I need a early tank Indian and Harley a areocycle a colson commander and 37 Roadmaster supreme ..... but i settle for annoriginal paint ms america bike ..... i had all the others i never had onebof these


----------



## Freqman1 (Mar 11, 2018)

Never mind....


----------



## 39zep (Mar 11, 2018)

Obviously I whiffed on the sarcasm.
If you happen to run across a CWC frame lock and you are interested in some transactional cash, I’m your huckleberry.
Safe travels. Best of luck.


----------



## catfish (Mar 11, 2018)

Sorry this post was hard to understand....  

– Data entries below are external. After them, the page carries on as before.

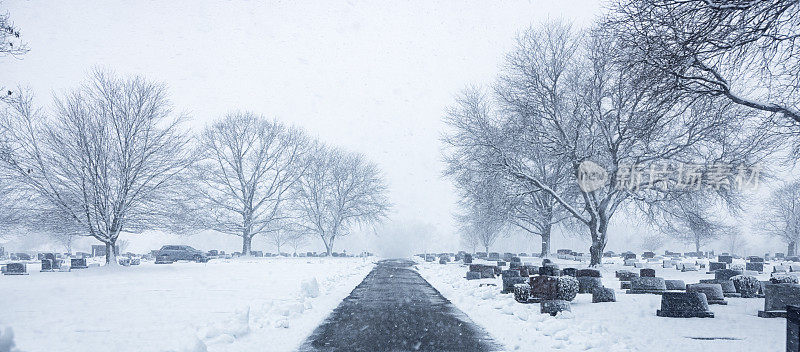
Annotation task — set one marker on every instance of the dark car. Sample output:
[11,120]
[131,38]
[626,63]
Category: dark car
[181,252]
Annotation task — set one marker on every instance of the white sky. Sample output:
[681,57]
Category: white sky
[373,78]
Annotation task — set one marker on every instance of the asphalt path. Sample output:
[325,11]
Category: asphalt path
[395,309]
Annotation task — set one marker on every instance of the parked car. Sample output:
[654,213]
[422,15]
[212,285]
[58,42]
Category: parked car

  Please e-mail me your wants.


----------



## catfish (Mar 11, 2018)




----------



## cds2323 (Mar 12, 2018)

catfish said:


> If you are looking for any rare hard to find parts that I might have, please e-mail me and let me know. My truck is already booked solid with bikes that are being delivered. But I will have space for parts.
> 
> Thanks,  Catfish




I hope you still have some room and are bringing your cache  of Wise lock keys. I'm hoping to match up some locks.


----------



## catfish (Mar 13, 2018)

cds2323 said:


> I hope you still have some room and are bringing your cache  of Wise lock keys. I'm hoping to match up some locks.




I should have my Wise keys. I've added about 25 more to the pile since last year.


----------



## catfish (Apr 3, 2018)

Anyone else need anything?


----------



## slick (Apr 4, 2018)

Aluminum Colson peaked fenders for a 1938 Imperial build.


----------



## bentwoody66 (Apr 13, 2018)

Bring that Hudson badge, not sure I'll have the cash but just in case[emoji16]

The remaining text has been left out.